Учительница подняла голову и улыбнулась. Она смотрела на старого человека, растерянно сидящего на стуле перед ней и только что узнавшего, что у него есть сын на далеком американском континенте.
Всю ночь шел дождь. Всю ночь Ноэ сидел на балконе своего дома, ошеломленный мыслью, которая посетила его. А что, если он является отцом многих американских сыновей и дочерей, неизвестных ему?
Он не помнил Шерли Энн Роуз, как не помнил имена других женщин, пациенток частной лечебницы – богатых бездетных американок, – где три летних сезона он работал лодочником.
Четверть века спустя «тайное оружие в борьбе с бездетностью» сидел ночью в рачинской деревне и гадал, сколько детей сотворил он на том далеком «острове любви».
Прошло несколько дней.
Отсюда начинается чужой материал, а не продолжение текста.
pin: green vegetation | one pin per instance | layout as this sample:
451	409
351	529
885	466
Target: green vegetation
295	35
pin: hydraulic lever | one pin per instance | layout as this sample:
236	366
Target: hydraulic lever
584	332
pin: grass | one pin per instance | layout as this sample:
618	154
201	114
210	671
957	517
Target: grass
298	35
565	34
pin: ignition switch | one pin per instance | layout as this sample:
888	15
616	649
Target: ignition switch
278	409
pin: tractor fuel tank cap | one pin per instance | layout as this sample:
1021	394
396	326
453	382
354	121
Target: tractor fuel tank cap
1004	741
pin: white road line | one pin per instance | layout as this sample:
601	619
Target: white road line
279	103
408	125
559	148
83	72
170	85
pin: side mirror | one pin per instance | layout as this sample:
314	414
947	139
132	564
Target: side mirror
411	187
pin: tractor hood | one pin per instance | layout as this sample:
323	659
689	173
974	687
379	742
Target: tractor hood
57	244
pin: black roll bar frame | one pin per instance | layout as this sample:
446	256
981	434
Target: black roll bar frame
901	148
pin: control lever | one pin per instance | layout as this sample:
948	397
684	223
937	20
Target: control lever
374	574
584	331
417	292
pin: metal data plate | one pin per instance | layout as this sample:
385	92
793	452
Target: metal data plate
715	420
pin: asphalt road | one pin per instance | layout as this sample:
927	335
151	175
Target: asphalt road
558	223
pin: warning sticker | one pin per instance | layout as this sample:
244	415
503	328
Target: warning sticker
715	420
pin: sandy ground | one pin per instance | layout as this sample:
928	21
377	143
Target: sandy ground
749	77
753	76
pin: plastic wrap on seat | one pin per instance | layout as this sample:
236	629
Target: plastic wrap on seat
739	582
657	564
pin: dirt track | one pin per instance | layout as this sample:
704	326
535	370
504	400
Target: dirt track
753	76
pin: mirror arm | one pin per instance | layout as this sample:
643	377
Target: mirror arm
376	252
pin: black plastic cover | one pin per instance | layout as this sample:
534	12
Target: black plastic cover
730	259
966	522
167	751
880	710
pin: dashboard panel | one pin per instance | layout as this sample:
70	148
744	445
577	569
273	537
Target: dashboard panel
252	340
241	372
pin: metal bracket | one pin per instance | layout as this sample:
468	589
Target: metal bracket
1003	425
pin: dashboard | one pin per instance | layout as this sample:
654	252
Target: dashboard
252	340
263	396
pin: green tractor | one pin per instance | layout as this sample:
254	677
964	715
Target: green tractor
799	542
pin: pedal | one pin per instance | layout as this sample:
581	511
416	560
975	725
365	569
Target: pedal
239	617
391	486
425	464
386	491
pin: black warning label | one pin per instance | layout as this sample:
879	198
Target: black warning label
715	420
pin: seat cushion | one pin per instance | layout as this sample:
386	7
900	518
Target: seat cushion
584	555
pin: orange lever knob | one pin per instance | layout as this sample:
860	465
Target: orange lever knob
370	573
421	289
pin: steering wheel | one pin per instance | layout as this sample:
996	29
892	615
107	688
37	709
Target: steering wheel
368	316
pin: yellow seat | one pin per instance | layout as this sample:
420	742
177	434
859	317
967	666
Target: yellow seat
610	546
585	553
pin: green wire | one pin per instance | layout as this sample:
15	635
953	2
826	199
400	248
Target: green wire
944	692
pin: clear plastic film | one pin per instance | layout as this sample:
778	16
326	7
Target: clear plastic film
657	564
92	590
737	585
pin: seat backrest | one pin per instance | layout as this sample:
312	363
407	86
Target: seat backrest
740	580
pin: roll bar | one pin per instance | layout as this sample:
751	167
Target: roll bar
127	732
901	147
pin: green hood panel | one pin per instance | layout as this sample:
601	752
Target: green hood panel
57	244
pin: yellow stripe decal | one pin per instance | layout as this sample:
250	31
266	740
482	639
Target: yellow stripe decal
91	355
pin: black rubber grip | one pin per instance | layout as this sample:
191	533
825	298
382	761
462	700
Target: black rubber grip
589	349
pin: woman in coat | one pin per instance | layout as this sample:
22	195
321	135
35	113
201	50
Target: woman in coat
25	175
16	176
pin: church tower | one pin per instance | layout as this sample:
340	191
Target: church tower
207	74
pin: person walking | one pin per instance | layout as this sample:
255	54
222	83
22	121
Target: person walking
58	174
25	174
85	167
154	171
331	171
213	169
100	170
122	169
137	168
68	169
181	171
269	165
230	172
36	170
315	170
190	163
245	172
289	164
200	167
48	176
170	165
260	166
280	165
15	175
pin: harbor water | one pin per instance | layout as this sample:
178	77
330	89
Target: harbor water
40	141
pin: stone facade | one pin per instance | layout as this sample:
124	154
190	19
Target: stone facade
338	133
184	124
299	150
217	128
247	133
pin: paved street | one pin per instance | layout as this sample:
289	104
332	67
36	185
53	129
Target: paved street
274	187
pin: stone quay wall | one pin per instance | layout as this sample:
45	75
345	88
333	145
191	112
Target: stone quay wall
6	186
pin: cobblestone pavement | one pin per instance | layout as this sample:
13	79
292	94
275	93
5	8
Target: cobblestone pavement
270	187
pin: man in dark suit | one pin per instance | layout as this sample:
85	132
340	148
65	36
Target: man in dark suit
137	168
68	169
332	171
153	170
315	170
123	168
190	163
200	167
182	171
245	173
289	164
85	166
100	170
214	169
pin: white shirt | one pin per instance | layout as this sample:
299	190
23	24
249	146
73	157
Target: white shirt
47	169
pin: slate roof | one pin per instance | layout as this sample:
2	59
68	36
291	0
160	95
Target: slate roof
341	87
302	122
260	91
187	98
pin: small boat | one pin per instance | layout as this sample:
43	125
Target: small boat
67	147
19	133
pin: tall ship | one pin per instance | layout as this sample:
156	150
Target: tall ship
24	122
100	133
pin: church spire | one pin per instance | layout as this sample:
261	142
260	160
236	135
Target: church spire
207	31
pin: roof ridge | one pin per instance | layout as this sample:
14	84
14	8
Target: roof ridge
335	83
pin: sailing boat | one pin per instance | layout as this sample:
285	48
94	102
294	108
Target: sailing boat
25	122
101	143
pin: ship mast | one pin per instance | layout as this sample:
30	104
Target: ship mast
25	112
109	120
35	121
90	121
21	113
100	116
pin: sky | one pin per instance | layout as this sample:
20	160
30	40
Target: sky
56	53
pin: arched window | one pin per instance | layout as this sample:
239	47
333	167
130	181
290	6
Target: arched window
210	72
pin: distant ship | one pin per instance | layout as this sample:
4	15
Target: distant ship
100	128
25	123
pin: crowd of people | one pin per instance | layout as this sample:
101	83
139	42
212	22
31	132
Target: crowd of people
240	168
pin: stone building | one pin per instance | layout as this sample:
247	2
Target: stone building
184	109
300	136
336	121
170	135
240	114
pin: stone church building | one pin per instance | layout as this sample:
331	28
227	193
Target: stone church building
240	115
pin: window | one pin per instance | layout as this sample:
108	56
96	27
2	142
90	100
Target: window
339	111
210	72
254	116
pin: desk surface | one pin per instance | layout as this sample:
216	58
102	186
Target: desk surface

Ноэ попалась на глаза фотография в газете, где советские и американские солдаты обнимались при встрече на Эльбе.
Он внимательно вглядывался в лица улыбающихся молодых американцев, топчущих плакат с нацистской свастикой. Похожих на себя он не увидел…
– У меня тоже есть сын! – сказала учительница английского языка.
И Ноэ услышал грустную историю о том, как была изгнана из своего дома учительница английского языка по обвинению в измене мужу, воевавшему на фронте. Виной всему был ее школьный друг, который ослеп, подорвавшись на мине, и которого она приютила у себя.
Муж воевал на фронте, а она ухаживала, водила за руку постороннего мужчину, и родственники мужа не могли простить ей этого. Из уст в уста разносилась сплетня, что она поселила в своем доме любовника.
Вернулся муж, прошедший от Керчи до рейхстага в чине майора.
Ему доложили сплетню в первый же день приезда. И в тот же день он прогнал жену, до полусмерти избил слепого.
Школьный друг устроился в цех по изготовлению щеток, где работали одни слепые, а она уехала учительствовать в рачинскую деревню. Сына у нее отобрали. Фотография семилетнего мальчика висела над ее кроватью… Ноэ смотрел в красивые заплаканные глаза учительницы английского, у него кружилась голова, он не хотел признаваться себе в том, что безумно влюбился, старым-престарым, в эту молодую женщину.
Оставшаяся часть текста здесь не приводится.